4 years later...I find myself having to admit defeat. This economy has been brutal (Politics aside...it seriously offends me that the president speaks as if the job market is great. 3000 new jobs nationwide last month? How about the 285,000 this state lost in the last two years? I'd like to see what he would say if his daughters went 4 years without a real job).

So what about the interview I was offered at OfficeMax? I've made the decision to not interview for it. I'd be working near someone who would have personal issues with my working there (we could never work together), and I'm not sure that he wouldn't work to force me out. I'd be working in way too hostile of an environment.
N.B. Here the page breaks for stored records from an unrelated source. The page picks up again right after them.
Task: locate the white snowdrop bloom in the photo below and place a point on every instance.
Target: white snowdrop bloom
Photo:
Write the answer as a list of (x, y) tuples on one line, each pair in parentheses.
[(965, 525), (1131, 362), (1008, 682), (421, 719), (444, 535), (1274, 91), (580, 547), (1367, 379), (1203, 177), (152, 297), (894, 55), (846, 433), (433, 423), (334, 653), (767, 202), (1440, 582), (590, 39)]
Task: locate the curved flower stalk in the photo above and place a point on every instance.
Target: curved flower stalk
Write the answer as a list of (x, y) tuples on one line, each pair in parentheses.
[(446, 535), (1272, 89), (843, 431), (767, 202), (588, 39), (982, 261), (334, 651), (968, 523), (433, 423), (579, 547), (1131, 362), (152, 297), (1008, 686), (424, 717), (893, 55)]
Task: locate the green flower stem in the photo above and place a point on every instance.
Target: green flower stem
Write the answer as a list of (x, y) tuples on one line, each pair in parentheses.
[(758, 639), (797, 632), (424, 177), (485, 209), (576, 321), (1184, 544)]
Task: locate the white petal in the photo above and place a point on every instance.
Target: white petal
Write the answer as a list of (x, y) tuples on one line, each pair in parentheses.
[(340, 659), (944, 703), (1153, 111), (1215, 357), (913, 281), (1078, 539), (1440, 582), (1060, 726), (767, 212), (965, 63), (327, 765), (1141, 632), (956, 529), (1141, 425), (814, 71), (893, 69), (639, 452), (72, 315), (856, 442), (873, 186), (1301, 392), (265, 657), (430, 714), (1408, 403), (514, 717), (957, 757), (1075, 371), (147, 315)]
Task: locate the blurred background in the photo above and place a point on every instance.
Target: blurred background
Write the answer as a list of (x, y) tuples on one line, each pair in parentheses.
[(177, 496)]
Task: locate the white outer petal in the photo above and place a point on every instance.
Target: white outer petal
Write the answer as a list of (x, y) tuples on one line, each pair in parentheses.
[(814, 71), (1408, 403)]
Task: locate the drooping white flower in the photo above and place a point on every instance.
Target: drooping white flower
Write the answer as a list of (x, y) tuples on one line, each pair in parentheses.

One that would be just emotionally unhealthy.

But refusing the interview felt like tempting fate, so I swallowed my pride and applied for a job as an Assistant Director of Financial Aid at a University in the area. I more than qualify, and the work would be easy. Provided they never call the last director I worked for, I would be fine as I'm fairly sure I'm blackballed. What happens though is that I face Shamus' quote again...and the fear...the fear of becoming contented to just work the job I really never wanted and pay the bills. We spend the majority of our lives at work...shouldn't we enjoy it?

I know that some of you have been wondering if I'm ok. Yes...I'm ok. It's been a very rough week. I haven't slept much (Butch's masturbation incident has brought on a bit of insomnia), It's hitting the year anniversary of Bruce's death, and just thinking about the events of last summer has been rough. I am fine though...and slowly pushing past the fear. I think I may pull out the classifieds in the paper on Sunday.